Former Toyota Motor Corp President Tatsuro Toyoda – AP Photo/Paul Sakuma

Former Toyota Motor Corp President Tatsuro Toyoda – AP Photo/Paul Sakuma

JAPAN – 6 January 2018: Former Toyota Motor Corp President Tatsuro Toyoda, who helped the Japanese automaker become a global industrial power in the early 1990s, has died at the age of 88, the company said on Saturday.

The son of the company's founder, Kiichiro Toyoda, he took a major role in Toyota's international expansion during the 1980s and 1990s and led the company from 1992 to 1995 as the automaker accelerated its global expansion.

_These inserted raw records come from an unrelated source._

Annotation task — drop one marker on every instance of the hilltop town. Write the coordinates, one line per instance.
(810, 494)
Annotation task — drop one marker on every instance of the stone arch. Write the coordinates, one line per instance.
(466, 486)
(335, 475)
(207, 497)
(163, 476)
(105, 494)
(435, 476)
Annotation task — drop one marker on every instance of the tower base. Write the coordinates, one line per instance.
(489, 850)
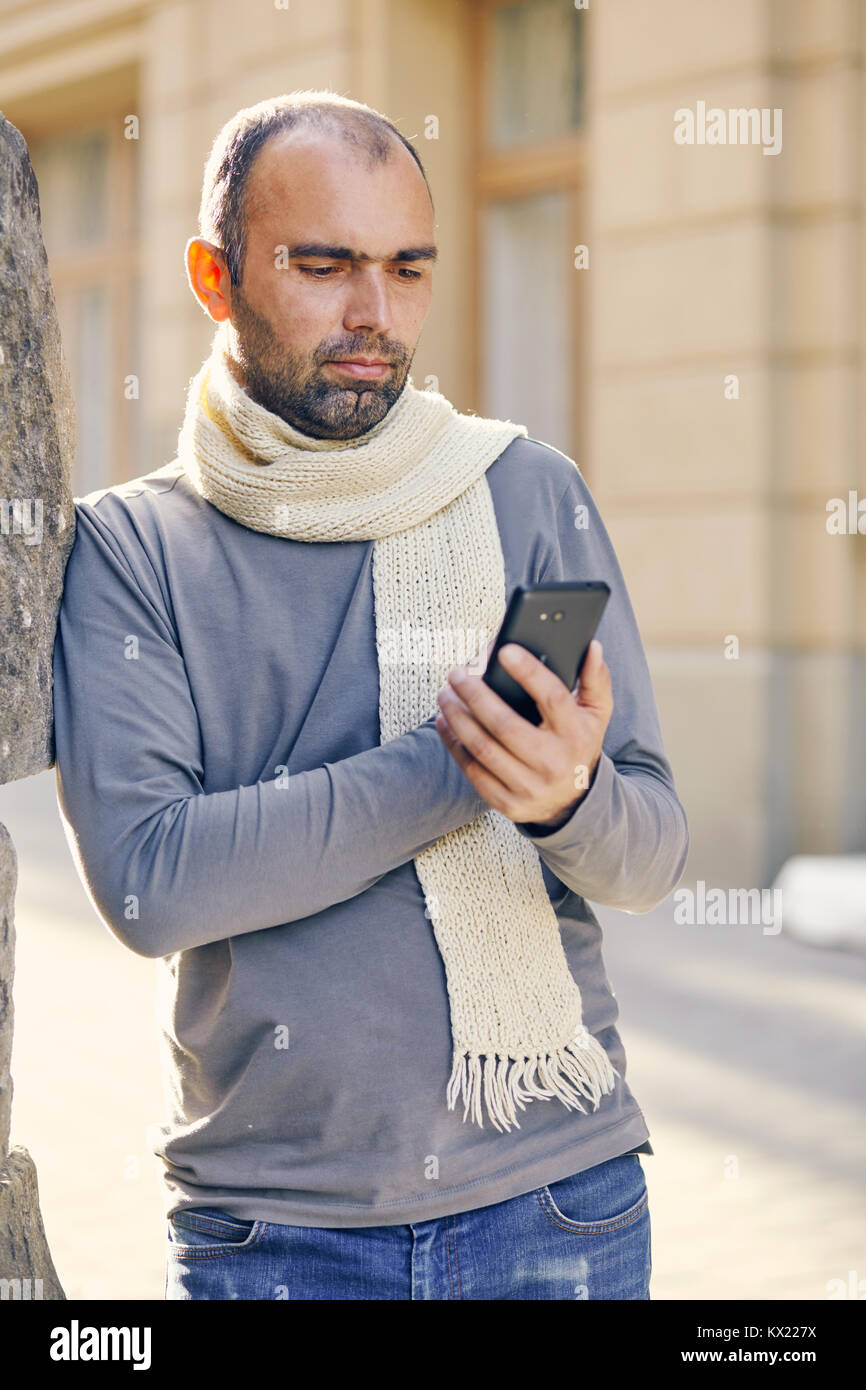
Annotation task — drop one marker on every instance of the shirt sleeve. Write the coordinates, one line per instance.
(627, 841)
(168, 866)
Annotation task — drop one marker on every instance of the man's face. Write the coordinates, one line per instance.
(295, 313)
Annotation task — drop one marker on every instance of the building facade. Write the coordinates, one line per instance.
(673, 298)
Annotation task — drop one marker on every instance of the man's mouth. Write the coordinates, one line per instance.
(366, 369)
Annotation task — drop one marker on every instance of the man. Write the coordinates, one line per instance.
(330, 847)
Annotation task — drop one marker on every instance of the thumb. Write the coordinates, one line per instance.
(594, 684)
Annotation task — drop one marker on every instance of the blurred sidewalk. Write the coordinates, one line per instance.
(745, 1054)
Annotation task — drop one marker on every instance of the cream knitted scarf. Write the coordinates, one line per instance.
(416, 485)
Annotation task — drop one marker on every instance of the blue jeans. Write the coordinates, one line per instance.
(583, 1237)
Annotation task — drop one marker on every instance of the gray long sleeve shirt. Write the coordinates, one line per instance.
(234, 816)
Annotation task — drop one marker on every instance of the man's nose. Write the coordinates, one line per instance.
(369, 305)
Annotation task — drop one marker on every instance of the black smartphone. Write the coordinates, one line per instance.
(556, 623)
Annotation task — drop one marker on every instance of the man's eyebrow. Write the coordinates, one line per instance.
(325, 252)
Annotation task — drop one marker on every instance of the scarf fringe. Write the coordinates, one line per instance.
(578, 1068)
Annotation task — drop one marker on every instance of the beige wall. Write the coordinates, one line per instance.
(705, 262)
(717, 260)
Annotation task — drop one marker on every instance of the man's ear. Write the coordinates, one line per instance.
(209, 278)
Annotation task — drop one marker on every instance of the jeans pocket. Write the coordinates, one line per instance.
(205, 1230)
(598, 1200)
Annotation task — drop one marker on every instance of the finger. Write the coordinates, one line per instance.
(515, 733)
(495, 792)
(594, 688)
(481, 744)
(553, 698)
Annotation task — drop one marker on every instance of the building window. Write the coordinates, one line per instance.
(89, 221)
(530, 178)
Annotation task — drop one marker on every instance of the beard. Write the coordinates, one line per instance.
(296, 389)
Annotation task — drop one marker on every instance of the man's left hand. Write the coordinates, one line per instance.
(528, 773)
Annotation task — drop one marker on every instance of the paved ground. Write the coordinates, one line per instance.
(745, 1054)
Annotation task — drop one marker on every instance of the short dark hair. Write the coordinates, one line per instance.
(223, 210)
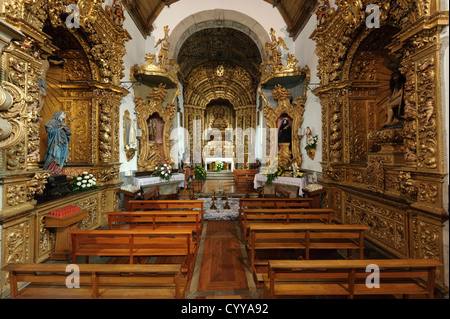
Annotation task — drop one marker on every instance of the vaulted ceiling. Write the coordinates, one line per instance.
(294, 12)
(219, 45)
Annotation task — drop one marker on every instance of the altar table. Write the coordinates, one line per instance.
(260, 180)
(222, 159)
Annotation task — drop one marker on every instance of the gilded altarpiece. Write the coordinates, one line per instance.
(388, 177)
(88, 91)
(206, 88)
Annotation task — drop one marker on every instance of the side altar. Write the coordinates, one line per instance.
(294, 185)
(165, 187)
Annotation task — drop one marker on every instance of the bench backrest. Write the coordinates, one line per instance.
(397, 276)
(155, 218)
(96, 276)
(131, 239)
(147, 205)
(288, 215)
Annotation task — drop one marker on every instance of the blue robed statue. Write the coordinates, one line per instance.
(58, 143)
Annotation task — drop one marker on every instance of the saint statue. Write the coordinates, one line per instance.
(58, 143)
(132, 135)
(285, 130)
(272, 52)
(156, 132)
(163, 52)
(322, 11)
(393, 106)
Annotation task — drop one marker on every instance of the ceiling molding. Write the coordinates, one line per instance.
(295, 13)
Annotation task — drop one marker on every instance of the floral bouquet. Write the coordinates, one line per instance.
(311, 142)
(219, 166)
(164, 171)
(296, 172)
(200, 173)
(273, 171)
(84, 182)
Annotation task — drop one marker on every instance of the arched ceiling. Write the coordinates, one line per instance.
(204, 84)
(219, 45)
(294, 12)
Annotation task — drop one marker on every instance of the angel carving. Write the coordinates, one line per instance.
(273, 55)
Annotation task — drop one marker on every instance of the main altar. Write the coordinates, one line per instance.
(166, 187)
(228, 160)
(294, 185)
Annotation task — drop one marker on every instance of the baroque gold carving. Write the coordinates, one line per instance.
(149, 153)
(294, 110)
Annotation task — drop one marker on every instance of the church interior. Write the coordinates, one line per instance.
(258, 149)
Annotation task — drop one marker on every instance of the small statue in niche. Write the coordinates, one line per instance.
(156, 131)
(58, 143)
(428, 109)
(285, 130)
(272, 52)
(393, 106)
(116, 12)
(322, 12)
(163, 52)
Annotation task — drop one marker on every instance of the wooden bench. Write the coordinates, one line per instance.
(248, 203)
(151, 194)
(284, 216)
(133, 243)
(296, 278)
(105, 281)
(243, 179)
(170, 205)
(183, 220)
(306, 237)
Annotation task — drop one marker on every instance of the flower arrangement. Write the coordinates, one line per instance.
(84, 182)
(200, 173)
(273, 170)
(296, 172)
(163, 170)
(311, 142)
(219, 166)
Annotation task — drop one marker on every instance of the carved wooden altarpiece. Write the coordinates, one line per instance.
(389, 178)
(88, 90)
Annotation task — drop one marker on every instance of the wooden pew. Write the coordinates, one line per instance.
(247, 203)
(284, 216)
(243, 179)
(99, 281)
(133, 243)
(347, 278)
(170, 205)
(305, 237)
(151, 194)
(181, 220)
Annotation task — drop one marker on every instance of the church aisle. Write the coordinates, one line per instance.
(222, 267)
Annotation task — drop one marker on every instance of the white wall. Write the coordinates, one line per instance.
(305, 53)
(135, 54)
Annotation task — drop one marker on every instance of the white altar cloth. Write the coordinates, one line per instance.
(155, 180)
(260, 180)
(222, 159)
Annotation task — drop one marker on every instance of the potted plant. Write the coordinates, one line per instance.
(311, 145)
(84, 182)
(164, 171)
(200, 178)
(219, 166)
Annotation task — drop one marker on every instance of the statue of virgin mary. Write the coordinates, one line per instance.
(58, 143)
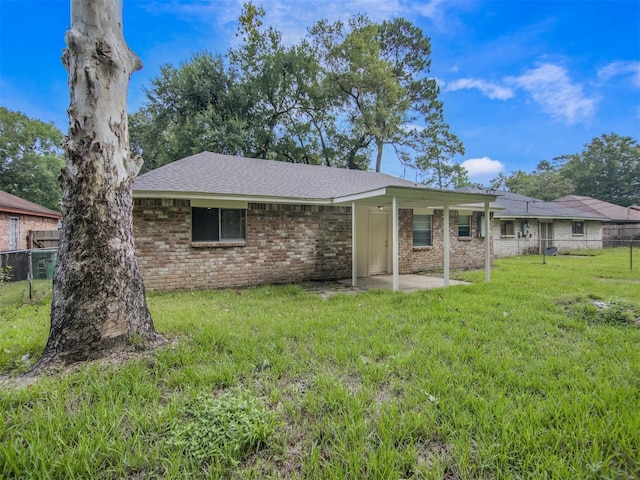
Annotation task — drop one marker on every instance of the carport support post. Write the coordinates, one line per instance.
(487, 243)
(396, 249)
(446, 244)
(354, 252)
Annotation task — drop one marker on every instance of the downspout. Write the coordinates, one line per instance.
(447, 244)
(396, 277)
(487, 243)
(354, 251)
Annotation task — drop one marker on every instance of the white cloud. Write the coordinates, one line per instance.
(620, 68)
(551, 87)
(482, 169)
(491, 90)
(294, 18)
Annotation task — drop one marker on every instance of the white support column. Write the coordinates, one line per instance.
(487, 243)
(447, 244)
(396, 249)
(354, 250)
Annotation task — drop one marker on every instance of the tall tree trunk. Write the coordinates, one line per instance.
(380, 151)
(99, 300)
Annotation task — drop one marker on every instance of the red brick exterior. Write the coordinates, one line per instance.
(285, 243)
(25, 223)
(464, 253)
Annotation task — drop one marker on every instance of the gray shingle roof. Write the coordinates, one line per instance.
(212, 173)
(613, 212)
(521, 206)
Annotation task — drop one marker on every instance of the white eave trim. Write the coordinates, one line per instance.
(227, 197)
(546, 217)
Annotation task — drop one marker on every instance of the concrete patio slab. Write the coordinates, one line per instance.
(407, 283)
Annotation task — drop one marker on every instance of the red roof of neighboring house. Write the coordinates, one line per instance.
(12, 204)
(615, 213)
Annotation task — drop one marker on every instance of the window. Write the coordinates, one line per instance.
(14, 233)
(578, 228)
(218, 225)
(464, 225)
(506, 228)
(421, 230)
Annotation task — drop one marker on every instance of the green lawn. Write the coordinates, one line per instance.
(524, 377)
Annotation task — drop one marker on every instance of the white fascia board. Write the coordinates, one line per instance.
(446, 196)
(380, 192)
(236, 198)
(545, 217)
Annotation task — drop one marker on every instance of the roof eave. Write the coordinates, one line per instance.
(228, 197)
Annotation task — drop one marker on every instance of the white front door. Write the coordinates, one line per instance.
(14, 233)
(546, 235)
(378, 242)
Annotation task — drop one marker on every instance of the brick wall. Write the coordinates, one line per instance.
(563, 237)
(25, 223)
(464, 252)
(285, 243)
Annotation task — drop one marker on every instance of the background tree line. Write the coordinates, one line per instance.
(338, 97)
(607, 169)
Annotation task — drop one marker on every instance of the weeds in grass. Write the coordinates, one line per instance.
(225, 429)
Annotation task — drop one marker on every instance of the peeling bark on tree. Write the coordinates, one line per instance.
(99, 300)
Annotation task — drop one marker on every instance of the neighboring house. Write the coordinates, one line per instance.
(526, 225)
(211, 221)
(18, 217)
(620, 223)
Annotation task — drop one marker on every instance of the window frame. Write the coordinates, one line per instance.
(467, 226)
(574, 230)
(217, 234)
(504, 230)
(14, 233)
(429, 240)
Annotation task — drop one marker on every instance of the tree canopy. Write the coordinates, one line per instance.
(30, 158)
(338, 97)
(607, 169)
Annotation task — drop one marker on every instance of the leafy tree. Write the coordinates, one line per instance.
(199, 106)
(30, 158)
(338, 98)
(607, 169)
(379, 73)
(279, 81)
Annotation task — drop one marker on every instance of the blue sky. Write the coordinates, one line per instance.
(521, 81)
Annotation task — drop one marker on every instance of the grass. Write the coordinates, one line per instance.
(523, 377)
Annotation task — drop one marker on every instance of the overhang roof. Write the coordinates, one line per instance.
(19, 206)
(521, 206)
(212, 175)
(613, 212)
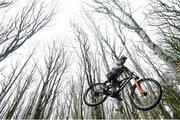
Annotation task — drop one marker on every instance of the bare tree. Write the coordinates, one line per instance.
(57, 64)
(4, 4)
(15, 32)
(116, 10)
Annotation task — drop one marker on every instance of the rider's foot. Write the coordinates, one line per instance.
(116, 95)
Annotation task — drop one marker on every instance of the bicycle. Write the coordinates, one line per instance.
(145, 93)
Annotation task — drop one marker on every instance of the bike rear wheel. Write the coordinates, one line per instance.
(151, 97)
(95, 94)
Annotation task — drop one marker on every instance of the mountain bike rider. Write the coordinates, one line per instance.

He was the first president of the New United Motor Manufacturing Inc, or NUMMI, plant in California in the mid-1980s, a joint venture with Detroit rival General Motors Co that demonstrated Toyota's highly efficient production system could be adapted to the culture of operations outside its home base of Japan.

NUMMI paved the way for Toyota's subsequent investments in its own U.S. assembly and component factories. Toyota now has 10 manufacturing operations in the United States.

Toyoda stepped down as company president in 1995. Toyota said in a short statement that Toyoda died of pneumonia on Dec. 30. He is survived by his wife, Ayako Toyoda.